L’agente: «I genitori guardino nei cellulari dei ragazzi»
Lisa Di Berardino è una poliziotta, vicequestore aggiunto della Polizia postale di Milano. Nelle sue giornate di lavoro ci sono storie di pedofilia, di cyberbullismo sessuale, sexting. Spesso sono storie di minori.
«È così. È chiaro che davanti ai rischi di Internet i minori sono i più vulnerabili».
Cosa possono fare i genitori per scongiurare quei rischi?

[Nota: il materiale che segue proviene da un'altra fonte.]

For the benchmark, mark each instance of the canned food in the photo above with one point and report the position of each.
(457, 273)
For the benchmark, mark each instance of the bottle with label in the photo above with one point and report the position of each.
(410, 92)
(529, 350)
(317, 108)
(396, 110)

«Costruire un legame di fiducia e rispetto con i figli, tanto per cominciare. Però ci sono anche dei ruoli e fra i ruoli di un genitore c’è quello di tutelare i figli, anche da fatti penalmente rilevanti. Questo può voler
dire entrare nella sua sfera privata». Cioè controllarla? «Sì, ma non diamo a questo controllo accezione negativa. Parliamo di tutela e prevenzione, invece. Io voglio sapere se mio figlio scambia materiale che non dovrebbe attraverso il suo cellulare, voglio vedere i contatti della sua rubrica...» E la privacy? «Anche mio figlio, che è un adolescente, mi ha detto: mamma tu non rispetti la mia privacy. Gli ho risposto che non siamo alla pari e che io ho il dovere di controllare quello che lui fa. Chiedete a un genitore dov’è il telefonino del figlio quando va a dormire. Nessuno si preoccupa di prenderlo, lo credono al sicuro nella sua cameretta e magari lui sta mandando messaggi, foto, sta parlando con il mondo o sta vivendo un pericolo».
Perché i ragazzini si scambiano video dai contenuti sessuali?
«Perché non c’è più il senso del pudore, anzi spesso c’è una gara a mostrarsi ma il fatto è che non si torna indietro. La nostra sfida come Polizia postale è riuscire a entrare nelle teste di questi ragazzi prima che facciano clic, dare loro strumenti per fargli dire: mi devo fermare, questo non si cancella più dalla Rete. Quando la prudenza diventerà un automatismo culturale il gioco sarà fatto. Ci vorrà tempo ma ci arriveremo».